Gallagher and his wife, Cathy, along with Carl and Peggy Bluedorn, donated a naming gift to the Gallagher-Bluedorn Performing Arts Center in the spring of 1999. The center cost $23 million to construct, according to the GBPAC website, and was funded 50/50 by state and private funds (with approximately 1,400 private donors across Iowa).
His death occurred one day shy of the 15th anniversary of the GBPAC’s official opening in 2000.
“I think most people will tell you that what they like most about him is that he was a doer. The giving was part of it, but really what he did — I think — is he challenged you to go further … And not always comfortably! But always, always, always valuably,” said Steve Carignan, executive director for the GBPAC.
Carignan knew Gallagher both professionally, through the GBPAC, and personally, as a friend. They would often converse while walking their dogs.
Carignan said that Gallagher had always had an intense passion for music, and was musically talented himself.
Gallagher, a member of the U.S. Navy in WWII, served on a destroyer as a lookout. As a form of entertainment, the other crew members on lookout would ask him to sing to them through communication tubes, known as voice pipes, because he had such a lovely Irish tenor voice, Carignan said.
He was also an ardent supporter of the Waterloo-Cedar Falls Symphony Orchestra, which, some have said, sparked his interest in the possibility of a performing arts center for the Cedar Valley in the first place. He wanted to find a home for the local symphony that, for many years, had been performing at West High School or the old Young Arena in Waterloo — in addition to other motivations.

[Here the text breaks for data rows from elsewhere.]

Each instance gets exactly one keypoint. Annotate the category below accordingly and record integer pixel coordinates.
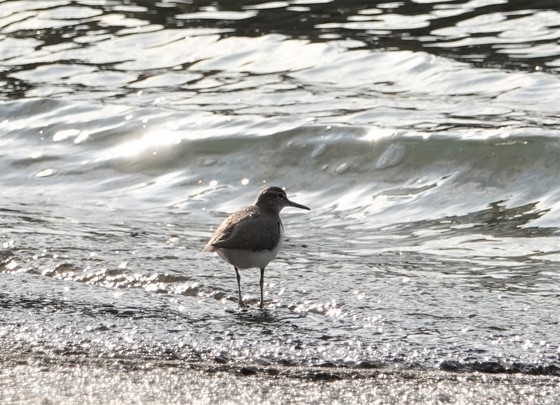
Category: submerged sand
(47, 379)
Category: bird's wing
(247, 229)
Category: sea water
(425, 137)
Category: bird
(252, 236)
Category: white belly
(245, 259)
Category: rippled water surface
(424, 135)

Gallagher and his family frequented the Symphony’s performances at the GBPAC, and one could often find the Gallagher family in the stage right, Mezzanine-level box.
Jason Weinberger, director of the WCF Symphony, said that Gallagher was particularly fond of piano music and was adamant about the orchestra performing Rachminov piano concertos — very famous piano pieces. He would often ask the director to play one of the pieces and was elated when the Symphony obliged his request a couple of years ago.

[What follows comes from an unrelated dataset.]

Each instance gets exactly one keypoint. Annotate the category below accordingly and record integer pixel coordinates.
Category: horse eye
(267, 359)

“That was special for me as a musician, and as a friend of his and a colleague of his, to be able see to his musical passion where maybe a lot of other people saw him as a lawyer or a philanthropist or a community guy. It was just great to see that sort of inner musical joy come out whenever we talked about that stuff,” Weinberger said.
The WCF Symphony remembered Gallagher and others close to the orchestra at a GBPAC performance on Saturday. They played Samuel Barber’s “Adagio for Strings” as a remembrance piece.
Perhaps Gallagher is best remembered at UNI for his donation of approximately $1 million (according to the Rod Library’s website) to the construction of the GBPAC. However, in addition to that, he also funded a professorship on campus, according to the Courier, and donated $500,000 to the Mcleod Center, according to the Rod Library’s website.
“I think in a way, their [Ed and Cathy’s] example, you know, for their family and for others; that’s really probably the most important contribution that they made, rather than any specific monetary or civic project that they were working on,” Weinberger said.
“He was a member of that Greatest Generation. And as we lose those folks, we need to take a moment and look into ourselves, and maybe find a little bit of what they had in us. Because we’re going to carry on that world that they helped build,” Carignan said. “And while they weren’t perfect, they certainly created the place we live in. And we have a responsibility to create a place for the next generation.”